Forex Signals US Session Brief, OCT 25 – Get Ready to Buy Indices as They Retrace Lower
Skerdian Meta • 3 min read
Some of the major indices have been retracing lower in the last couple of days after a strong uptrend. This retrace will soon present us with some opportunities to go long on them, so keep an eye out for signals on indices. GBP, on the other hand, has found some strong bids after the positive GDP report, but how far will buyers be able to push.
Stocks are falling, but I'm sure they will pick up soon.
Indices Are Making A Pullback on A Strong Uptrend
Indices have been following a strong uptrend since 2009. We saw some sort of consolidation in 2015. However, last year the uptrend resumed, and this year the buyers are pushing even harder.
In the last few days though, some of the indices have been retracing lower. Nikkei is off the highs and heading lower on the hourly chart. But the picture on the H4 chart still looks very bullish to me, so I have a trade in mind here. Although, we will explain it in one of the sections below.
S&P is also pulling back. It has reached the 50 SMA on the H4 chart which might be a good place to look for longs, but I’m looking at the daily chart here.
On the daily S&P chart, we can see that the 20 SMA (grey) which has provided support previously, stands around 10 ticks lower at 2,552-53. The stochastic indicator is heading down from oversold levels, so for the time being, the bears are still in control until it becomes oversold.

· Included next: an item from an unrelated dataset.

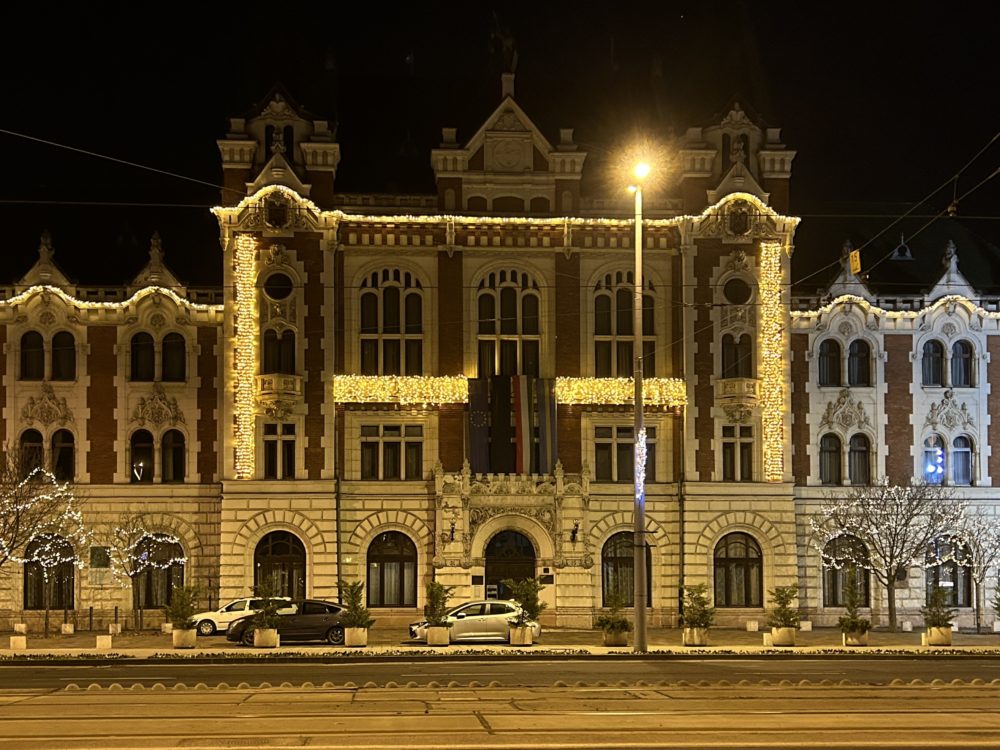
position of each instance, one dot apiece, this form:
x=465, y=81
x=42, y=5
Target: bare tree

I hope that S&P makes a decent pullback and reaches the 20 SMA. By that time, stochastic would have reached the oversold area, so that would be a perfect chart setups for longs. It might take some time, but that’s what I’m waiting for in S&P.

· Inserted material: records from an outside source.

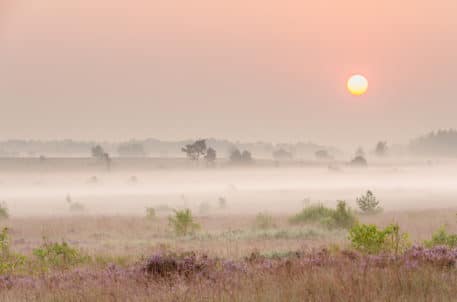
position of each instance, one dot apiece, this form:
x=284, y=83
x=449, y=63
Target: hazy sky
x=237, y=69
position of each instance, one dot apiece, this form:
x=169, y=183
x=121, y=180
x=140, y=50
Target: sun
x=357, y=84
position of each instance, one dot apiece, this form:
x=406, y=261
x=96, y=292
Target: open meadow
x=165, y=230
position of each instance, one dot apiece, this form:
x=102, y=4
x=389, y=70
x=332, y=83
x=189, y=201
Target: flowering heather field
x=228, y=259
x=418, y=275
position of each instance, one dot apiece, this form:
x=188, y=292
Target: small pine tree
x=368, y=203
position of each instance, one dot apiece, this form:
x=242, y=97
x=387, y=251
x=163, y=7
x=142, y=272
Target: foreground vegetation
x=263, y=257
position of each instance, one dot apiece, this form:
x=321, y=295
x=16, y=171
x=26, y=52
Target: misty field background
x=78, y=231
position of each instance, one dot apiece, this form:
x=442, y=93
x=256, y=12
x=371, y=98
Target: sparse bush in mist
x=4, y=213
x=183, y=223
x=368, y=238
x=341, y=217
x=150, y=213
x=74, y=207
x=163, y=208
x=442, y=237
x=236, y=156
x=368, y=204
x=359, y=161
x=58, y=255
x=204, y=208
x=264, y=221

There's still some room left on the downside for S&P.
GBP Rallies as Rate Hike Odds Jump after the Positive UK GDP Report
The UK GDP report for the first quarter came out a tick above expectations this morning. It wasn’t anything great, but it was a relief that it wasn’t any worse considering the political and economic uncertainty surrounding Brexit.

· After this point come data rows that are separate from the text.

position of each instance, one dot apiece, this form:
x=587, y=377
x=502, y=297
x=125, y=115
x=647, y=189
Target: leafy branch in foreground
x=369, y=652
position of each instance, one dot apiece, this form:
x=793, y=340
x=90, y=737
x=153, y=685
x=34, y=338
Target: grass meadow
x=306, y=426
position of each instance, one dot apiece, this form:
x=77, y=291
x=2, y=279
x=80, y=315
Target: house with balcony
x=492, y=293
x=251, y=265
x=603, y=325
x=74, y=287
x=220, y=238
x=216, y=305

That sent the GBP surging higher on a relief rally, as we predicted on the first GBP update today. Although the jump on GBP/USD was a bit larger than we had anticipated.
Another reason for this move is the Bank of England meeting next week. Prior to the GDP report, rate hike odds for next week stood at around 80%. I suppose they have gone higher after the release, hence the jump in GBP/USD.
Although, I’m not sure they will increase the interest rates. Carney & Co. might want to hike rates to save face, and today’s GDP report is a good opportunity. But, they also know where Britain is headed, so nothing is for sure.
GBP/USD has stalled now after the 150 pip surge but only after triggering the stop loss of our sell signal in this pair.
Trades in Sight
- The big trend is bullish
- The retrace lower on the H4 chart is coming to an end
- The 20 and 50 SMA are awaiting below
The 50 SMA looks like a really good place to join Bitcoin bulls.
As we mentioned above, the indices are pulling back lower after a strong uptrend. On the H4 chart above we can see that the stochastic indicator is headed down and soon will be oversold. The 20 (grey) and 50 (yellow) SMAs are also awaiting below which will likely provide support. So, I’m waiting for Nikkei to get down there, so I can open a buy forex signal here.
A while ago, we opened a sell forex signal in EUR/USD. Same as yesterday, the price found resistance at the 100 SMA, so we decided to give it a go since this pair is also overbought. Let’s wait and see how this trade will unfold.